Ad un certo punto della vita, non so bene quanti anni dopo, ho realizzato  di aver creduto sul serio a questa cosa. Boy ha cambiato il mio modo di vedere le liquirizie, almeno per un po’.

Mia madre, come probabilmente tante altre persone prima e dopo di lei, ha cercato  di diventare ottimista dopo aver letto Pollyanna. Non so per quanto tempo ci sia riuscita, ma devo dire che ancora oggi ha inspiegabili momenti di ottimismo, quindi probabilmente un po’ ha funzionato.
Qualche anno dopo ha letto Tonio Kroger di Thomas Mann. Ad un certo punto, riferendosi a un tenente che declama dei versi che ha composto, vengono criticati tutti quelli che leggono agli altri le loro opere e si espongono. Le ho chiesto che cosa avesse imparato da questo e lei mi ha risposto, secca: ”A non espormi mai”. Credo che sia riuscita abbastanza bene anche in questo.

Alla fine di uno dei miei libri preferiti, Franny e Zooey, c’è un monologo in cui Zooey incoraggia sua sorella Franny a continuare a recitare, raccontandole di quando erano piccoli e insieme agli altri loro fratelli andavano a una trasmissione radiofonica. Io l’ho letto sull’autobus, tornando a casa, un pomeriggio d’inverno del terzo o quarto liceo, in un periodo in cui avevo smesso di andare al mio corso di teatro e non volevo  tornarci. Il giorno dopo ho ricominciato ad andare al corso. Ho chiesto a una mia amica che libri la avessero influenzata di più e tra questi ha inserito Franny e Zooey, in particolare l’ultima pagina, perché: “Ho iniziato ad apprezzare le azioni concrete delle persone che mi sono vicine per quanto insignificanti potessero sembrare”.
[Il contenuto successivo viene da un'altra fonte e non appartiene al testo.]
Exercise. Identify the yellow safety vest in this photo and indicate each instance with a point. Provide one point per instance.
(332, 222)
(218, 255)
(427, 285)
Alcuni libri cambiano di più, altri meno. Non so se abbia a che fare solo con la loro bellezza. Forse no. Ha a che fare con come li recepiamo noi in quel momento. Ha a che fare con quello che pensiamo quando li leggiamo, con quello che ricerchiamo dentro di loro in quel momento. Da come si infilano nelle pieghe delle nostre giornate in un particolare periodo. E poi anche, per forza, dalla loro bellezza, o almeno dalla bellezza dei passaggi che ci rimangono impressi, perché nessuno vorrebbe ricordarsi qualcosa di brutto.

Da piccola ho letto vari libri in cui i protagonisti avevano amici immaginari e quindi ho deciso di averne uno anche io. Lo facevo perché sembrava interessante. E sembrava interessante perché era scritto in un libro. Sempre nello stesso periodo mi dicevo delle frasi nella testa, raccontando quello che stavo vedendo, quello che mi accadeva, come se fosse una delle storie che leggevo.  Il metro per valutare le cose che mi succedevano era capire se potevano o no essere raccontate in un libro. Raccontare quello che accade non è solo qualcosa di passivo, legato al ricordo, è anche materiale attivo per creare del nuovo. E quindi quello che ci resta impresso dei libri sono quelle frasi che restano impresse nelle nostre giornate e le cambiano.